These days, the act or reacting is everywhere. Twitter is essentially one giant stream of people’s snappy takes on current events. An entire cottage industry of YouTube reaction videos thrives. Twitch allows you to watch thousands of people around the world narrating video games.
Go back in time, though, and you won’t find too much in the way of reacting-as-entertainment. That, is, except for Mystery Science Theater 3000, the quirky, groundbreaking TV show that premiered on a small Minnesota TV station in 1988.
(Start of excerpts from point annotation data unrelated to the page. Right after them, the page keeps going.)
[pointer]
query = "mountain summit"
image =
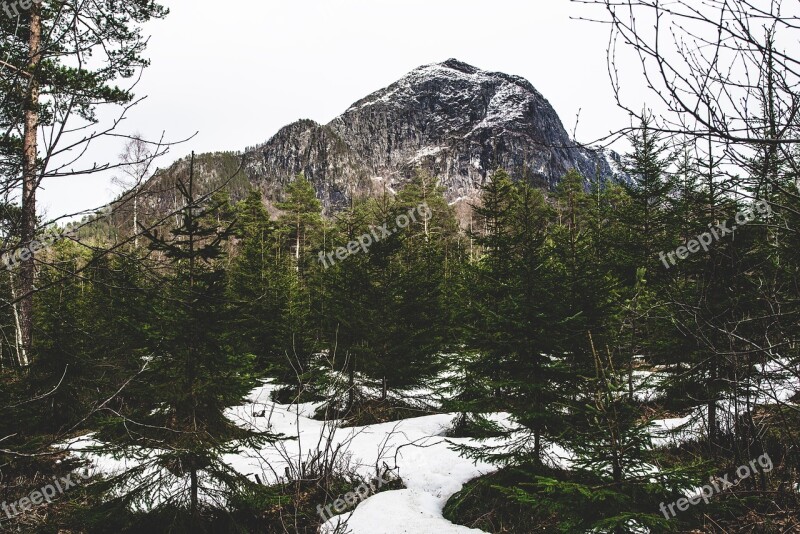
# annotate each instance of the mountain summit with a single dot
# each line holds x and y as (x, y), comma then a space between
(453, 119)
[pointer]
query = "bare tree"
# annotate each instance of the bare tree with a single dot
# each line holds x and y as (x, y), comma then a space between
(136, 159)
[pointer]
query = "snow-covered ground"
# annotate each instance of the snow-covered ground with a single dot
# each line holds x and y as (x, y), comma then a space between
(415, 449)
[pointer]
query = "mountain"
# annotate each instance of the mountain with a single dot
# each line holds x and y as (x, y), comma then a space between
(455, 120)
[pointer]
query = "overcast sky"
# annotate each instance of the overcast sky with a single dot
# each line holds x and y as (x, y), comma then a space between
(237, 71)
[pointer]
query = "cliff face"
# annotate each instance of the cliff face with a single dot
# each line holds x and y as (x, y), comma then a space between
(457, 121)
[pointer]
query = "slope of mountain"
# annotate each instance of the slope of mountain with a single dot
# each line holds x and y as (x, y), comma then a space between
(456, 121)
(459, 122)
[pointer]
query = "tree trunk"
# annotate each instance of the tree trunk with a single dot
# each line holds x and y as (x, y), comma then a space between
(29, 180)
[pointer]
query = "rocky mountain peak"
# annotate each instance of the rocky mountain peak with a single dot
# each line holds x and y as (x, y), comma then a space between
(457, 121)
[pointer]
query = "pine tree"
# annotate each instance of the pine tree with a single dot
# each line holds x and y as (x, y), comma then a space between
(193, 375)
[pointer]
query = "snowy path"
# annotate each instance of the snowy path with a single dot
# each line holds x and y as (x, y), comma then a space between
(415, 449)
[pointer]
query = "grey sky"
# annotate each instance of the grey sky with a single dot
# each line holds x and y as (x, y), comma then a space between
(237, 71)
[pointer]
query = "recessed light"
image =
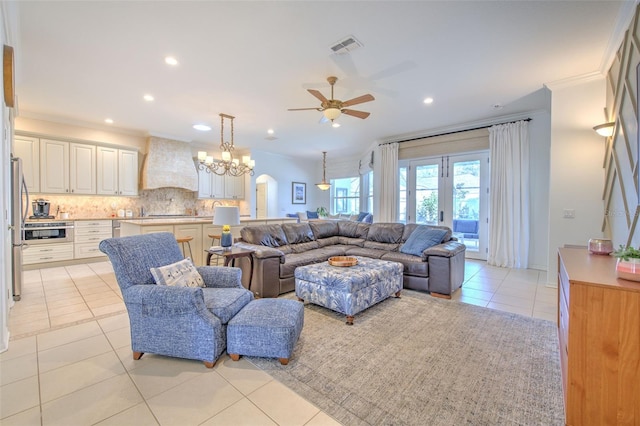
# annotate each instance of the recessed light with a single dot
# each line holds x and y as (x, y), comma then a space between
(202, 127)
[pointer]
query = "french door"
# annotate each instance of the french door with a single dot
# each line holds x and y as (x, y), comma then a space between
(452, 190)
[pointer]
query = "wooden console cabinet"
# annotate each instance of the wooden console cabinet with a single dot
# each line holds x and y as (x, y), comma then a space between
(599, 335)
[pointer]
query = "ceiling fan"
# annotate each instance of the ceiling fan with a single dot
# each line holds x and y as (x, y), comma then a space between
(332, 108)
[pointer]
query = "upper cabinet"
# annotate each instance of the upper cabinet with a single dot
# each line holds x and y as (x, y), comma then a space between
(117, 171)
(29, 150)
(67, 167)
(59, 167)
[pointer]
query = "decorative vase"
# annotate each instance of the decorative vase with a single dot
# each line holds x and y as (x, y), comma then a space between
(602, 246)
(628, 269)
(226, 240)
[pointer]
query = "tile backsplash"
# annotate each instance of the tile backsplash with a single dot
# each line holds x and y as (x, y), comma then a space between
(154, 202)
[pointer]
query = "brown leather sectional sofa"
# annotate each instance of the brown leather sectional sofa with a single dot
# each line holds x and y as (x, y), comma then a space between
(280, 249)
The show’s premise was wonderfully bizarre: a guy and two robots stuck on a spaceship, forced to watch bad movies and coping by wisecracking their way through the films. Aside from some comic segues, the bad movie was essentially the entirety of the show, plus witty remarks by show creator Joel Hodgson and his two robots, Tom Servo and Crow. It predated even DVD commentary tracks, and presaged the way we consume entertainment today.
A live version of Mystery Science Theater 3000 comes to San Francisco for two nights this weekend. For the diehard, day-one fans, the shows include Hodgson, along with new cast members, mocking terrible films. Hodgson is calling it his last Mystery Science Theater tour—he’s been on and off the road since the show was crowdfunded to resurrection on Netflix in 2017—and, in a short phone conversation from the road, he says he means it.
“I’m turning 60 next month,” Hodgson says. “My whole job now is to work with the brand and get it ready for the next guy.”